Of greater concern, Perryman said, would be “some type of cyberattack that shut down the financial markets, or impacted our major ports of entry. Can you imagine what would happen if those ports were closed for a month. There are a lot of not-so-nice folks trying to do that.”
Perryman said passage of the United States-Mexico-Canada trade agreement was significant to Texas, though he said it is not significantly different from the North American Freed Trade Agreement it replaced. He said not having a trade agreement between these neighboring countries would have been disastrous for Texas, saying one of every six dollars generated by trade between the countries is tied to the Lone Star State. He called Texas a “juggernaut” in the international trade arena.
He again criticized the use of tariffs to level the playing field among the world’s leading importers and exporters. He said tariffs on timber from Canada have boosted the average price of a home built in Texas by $6,000, while levies on aluminum and steel have added $1,500 to the price of cars and trucks built in Texas. He said trade wars are not good for the economy.

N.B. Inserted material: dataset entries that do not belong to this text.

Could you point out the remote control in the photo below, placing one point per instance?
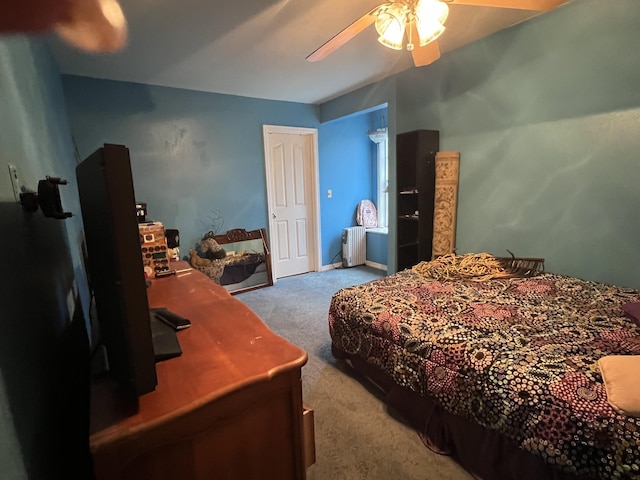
(172, 319)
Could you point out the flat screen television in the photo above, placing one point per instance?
(115, 270)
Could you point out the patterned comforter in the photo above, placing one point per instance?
(518, 356)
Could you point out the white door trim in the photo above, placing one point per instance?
(313, 184)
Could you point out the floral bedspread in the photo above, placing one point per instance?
(515, 355)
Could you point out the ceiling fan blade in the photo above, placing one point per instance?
(539, 5)
(344, 36)
(425, 55)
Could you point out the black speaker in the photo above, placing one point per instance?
(116, 274)
(173, 238)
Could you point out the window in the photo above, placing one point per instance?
(380, 138)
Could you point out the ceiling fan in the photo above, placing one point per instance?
(420, 21)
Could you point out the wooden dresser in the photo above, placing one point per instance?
(230, 407)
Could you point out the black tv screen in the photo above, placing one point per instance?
(116, 275)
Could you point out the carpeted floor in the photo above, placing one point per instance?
(357, 436)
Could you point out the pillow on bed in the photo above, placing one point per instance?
(632, 309)
(620, 374)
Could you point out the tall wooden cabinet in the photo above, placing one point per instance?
(415, 181)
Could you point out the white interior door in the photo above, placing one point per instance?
(291, 167)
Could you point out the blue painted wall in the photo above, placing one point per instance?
(546, 116)
(193, 154)
(43, 354)
(347, 169)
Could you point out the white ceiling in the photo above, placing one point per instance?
(257, 48)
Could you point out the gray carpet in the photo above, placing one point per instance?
(357, 436)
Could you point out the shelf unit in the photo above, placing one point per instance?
(415, 181)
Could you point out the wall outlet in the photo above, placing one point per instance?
(15, 182)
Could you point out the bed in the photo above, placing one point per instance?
(501, 374)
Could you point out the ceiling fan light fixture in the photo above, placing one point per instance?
(430, 17)
(390, 25)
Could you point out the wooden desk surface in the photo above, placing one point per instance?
(227, 348)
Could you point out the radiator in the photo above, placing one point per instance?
(354, 246)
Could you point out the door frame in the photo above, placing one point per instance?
(313, 184)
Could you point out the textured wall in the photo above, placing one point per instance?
(42, 362)
(347, 170)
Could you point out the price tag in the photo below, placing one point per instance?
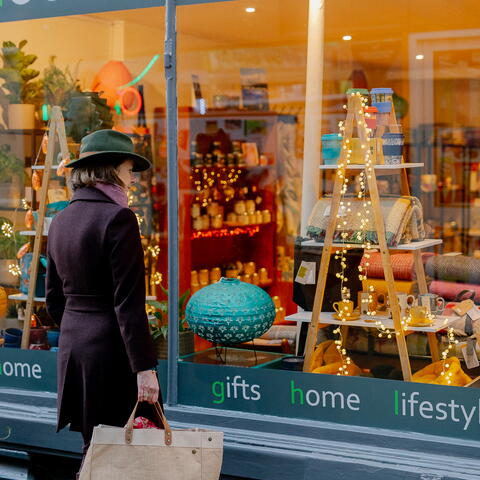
(342, 211)
(469, 353)
(306, 273)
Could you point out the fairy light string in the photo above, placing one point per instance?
(358, 102)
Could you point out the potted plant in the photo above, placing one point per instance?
(59, 85)
(159, 327)
(20, 88)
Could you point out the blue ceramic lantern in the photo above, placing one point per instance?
(230, 312)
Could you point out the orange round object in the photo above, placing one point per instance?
(110, 77)
(36, 180)
(125, 101)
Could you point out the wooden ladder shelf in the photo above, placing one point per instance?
(356, 119)
(56, 131)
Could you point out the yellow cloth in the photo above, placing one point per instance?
(433, 373)
(327, 359)
(380, 286)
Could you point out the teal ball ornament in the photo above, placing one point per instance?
(230, 312)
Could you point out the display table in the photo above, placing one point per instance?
(233, 357)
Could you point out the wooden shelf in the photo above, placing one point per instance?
(42, 167)
(430, 242)
(367, 321)
(229, 231)
(400, 166)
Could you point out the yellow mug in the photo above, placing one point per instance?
(343, 307)
(419, 315)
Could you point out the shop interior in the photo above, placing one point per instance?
(241, 95)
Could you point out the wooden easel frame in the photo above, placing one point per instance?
(56, 130)
(355, 118)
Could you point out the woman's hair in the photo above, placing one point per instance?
(89, 175)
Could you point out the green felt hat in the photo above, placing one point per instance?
(103, 146)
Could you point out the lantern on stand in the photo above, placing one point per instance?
(230, 312)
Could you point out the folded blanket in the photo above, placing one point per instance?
(458, 268)
(380, 286)
(402, 217)
(449, 290)
(402, 265)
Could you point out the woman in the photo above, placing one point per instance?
(96, 291)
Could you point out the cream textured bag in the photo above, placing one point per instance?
(117, 453)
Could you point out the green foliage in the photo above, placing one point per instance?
(10, 165)
(19, 84)
(59, 85)
(159, 326)
(9, 245)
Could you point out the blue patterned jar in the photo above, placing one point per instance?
(230, 312)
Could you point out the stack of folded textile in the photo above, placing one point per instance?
(402, 216)
(403, 272)
(454, 274)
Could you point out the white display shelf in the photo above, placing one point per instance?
(430, 242)
(353, 166)
(367, 321)
(42, 167)
(21, 297)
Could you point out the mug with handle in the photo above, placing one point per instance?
(433, 302)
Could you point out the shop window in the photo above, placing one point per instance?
(104, 70)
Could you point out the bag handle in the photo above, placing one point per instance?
(166, 426)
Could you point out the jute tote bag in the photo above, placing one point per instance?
(117, 453)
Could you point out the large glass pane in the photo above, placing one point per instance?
(241, 89)
(105, 71)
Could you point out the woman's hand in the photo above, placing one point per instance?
(148, 388)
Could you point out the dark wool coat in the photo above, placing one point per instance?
(96, 293)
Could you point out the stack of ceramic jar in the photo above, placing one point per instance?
(247, 272)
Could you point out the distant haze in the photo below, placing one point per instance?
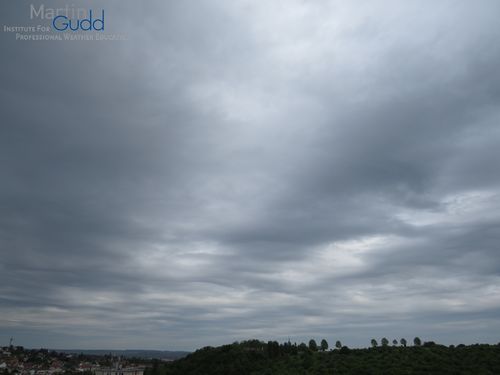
(252, 169)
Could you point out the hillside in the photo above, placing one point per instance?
(254, 357)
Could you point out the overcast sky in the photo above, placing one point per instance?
(252, 169)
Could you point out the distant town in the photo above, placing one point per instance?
(18, 360)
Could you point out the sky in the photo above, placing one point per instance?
(231, 170)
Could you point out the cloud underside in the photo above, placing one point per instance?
(241, 170)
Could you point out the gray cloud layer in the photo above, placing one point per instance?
(244, 170)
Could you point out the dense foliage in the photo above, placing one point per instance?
(255, 357)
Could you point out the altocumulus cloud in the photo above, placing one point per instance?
(244, 169)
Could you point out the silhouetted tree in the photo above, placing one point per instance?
(324, 345)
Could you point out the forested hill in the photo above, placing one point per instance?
(255, 357)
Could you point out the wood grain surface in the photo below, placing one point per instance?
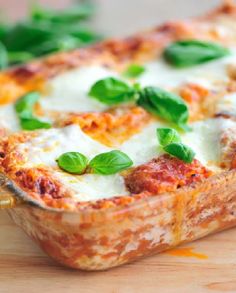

He said lacking a trade deal, the United States would have lost 600,000 jobs, more than 100,000 of those in Texas.
He said 13 million Texans go to work daily, as do 1.3 million undocumented workers living in the state. He said 40% of those working in construction statewide are undocumented. Those are numbers to consider, he said, as the number of undocumented workers entering Texas is declining.
“And we can’t go grab people from other states because the unemployment rate is low everywhere,” Perryman told Rotarians.
He said 52% of the school children in Texas are Hispanic, but the families from which these youngsters come represent only 4.8% of the state’s wealth. He said steps must be taken to reverse the trend of young Hispanics dropping out of high school, some to get jobs to support their families.
And in a world where high-skill jobs are increasingly in demand, Perryman said Texas must pay attention to education as it relates to workforce development.